Autre écueil et autre simplification, le petit film montrant le défilé d’Oyonnax du 11 novembre 1943 est présenté aujourd’hui avec un fond musical tiré d’un festival de musiques militaires à Saumur (sans indication de date). C’est ainsi une vision très militaire de la Résistance qui est suggérée. Or, nous touchons là une question qui mérite débat. Prenant le contre-pied du dernier livre d’Olivier Wieviorka sur la Résistance (Histoire de la Résistance. 1940-1945, Paris, Perrin, 1945), qui ne porte que sur les organisations de la Résistance stricto sensu, l’historien François Marcot propose, dans un article récent (« Comment écrire l’histoire de la Résistance ? », Le Débat, 2013/5, n° 177, pp. 173-185), « une conception globale de la Résistance formée de deux cercles concentriques, aux limites floues : une Résistance-organisation, qui ne comprend de toute évidence qu’une toute petite minorité, et une Résistance-mouvement sociale qui l’en­globe. Constituée d’une population beaucoup plus large, elle inclut tous ceux qui ont mené des actions individuelles dont la répétition constitue un fait social, et tous ceux dont les actes de soli­darité ont été essentiels à la Résistance orga­nisée. La Résistance-mouvement social n’est nullement en marge de la Résistance-organisa­tion : elle conditionne son existence. » Ainsi, dans le cas d’Oyonnax, et dans ces quelques images du défilé, la présence apparente de la population locale incarne en quelque sorte, et potentiellement, une forme de cette Résistance-mouvement sociale qu’il n’y a pas lieu de négliger.
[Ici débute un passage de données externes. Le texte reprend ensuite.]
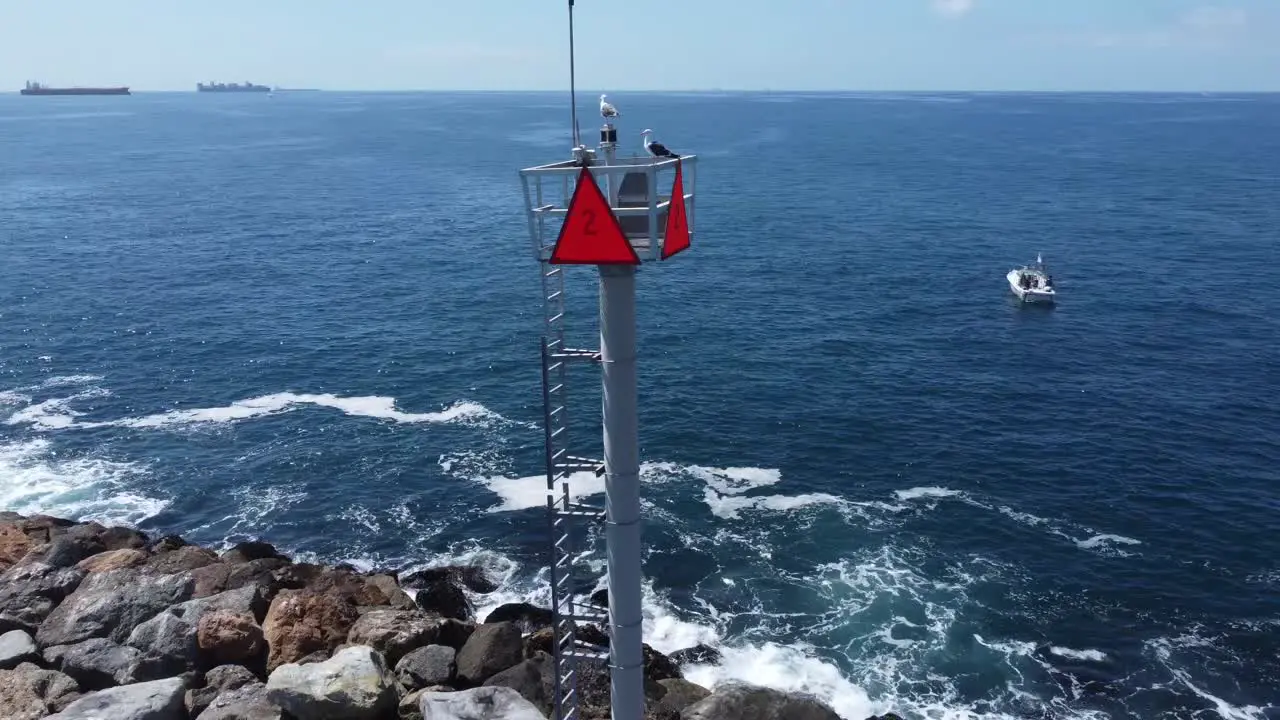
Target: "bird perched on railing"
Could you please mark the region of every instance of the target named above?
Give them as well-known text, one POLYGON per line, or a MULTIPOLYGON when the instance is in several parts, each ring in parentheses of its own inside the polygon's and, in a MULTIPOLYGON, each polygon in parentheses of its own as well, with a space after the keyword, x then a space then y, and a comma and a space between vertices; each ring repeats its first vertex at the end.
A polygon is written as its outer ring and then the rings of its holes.
POLYGON ((602 95, 600 96, 600 117, 602 118, 621 118, 622 113, 618 113, 618 109, 614 108, 612 102, 609 102, 608 100, 605 100, 605 97, 608 97, 608 95, 602 95))
POLYGON ((646 152, 649 152, 650 156, 653 156, 653 158, 676 158, 676 159, 680 158, 680 155, 672 152, 671 150, 667 150, 666 145, 663 145, 660 142, 654 142, 654 140, 653 140, 653 131, 652 129, 645 129, 644 132, 640 133, 640 137, 644 138, 644 149, 645 149, 646 152))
Dès lors, commémorer une ou des guerres, est-ce renoncer pour autant à la complexité du passé ? Faut-il donc fatalement que tout discours commémoratif qui émanerait du monde politique passe par ces mises à plat, ces simplifications et ces raccourcis ? Certes, dans le cas des deux guerres mondiales, François Hollande et ses conseillers pourront toujours dire que cette vision d’une guerre de trente ans est présente dans l’historiographie récente. Mais le plus important est ici de savoir à quoi sert une telle réification de notre regard sur le passé. Et sans doute s’agit-il dans ce cas de donner raison à l’État et à l’armée, ou en tout cas de ne pas suggérer une critique, pourtant nécessaire, de leur rôle dans la société.

La mise sur le même plan des deux guerres mondiales pose pourtant un problème de fond pour ces passeurs d’histoire que sont les enseignants. Elle crée en effet beaucoup de confusion sur les grandes articulations de l’histoire du XXe siècle. Comme le concept de totalitarisme lorsqu’il est pris dans son sens absolu, elle constitue un nuage de fumée qui empêche toute analyse raisonnée sur les drames de masse de cette période.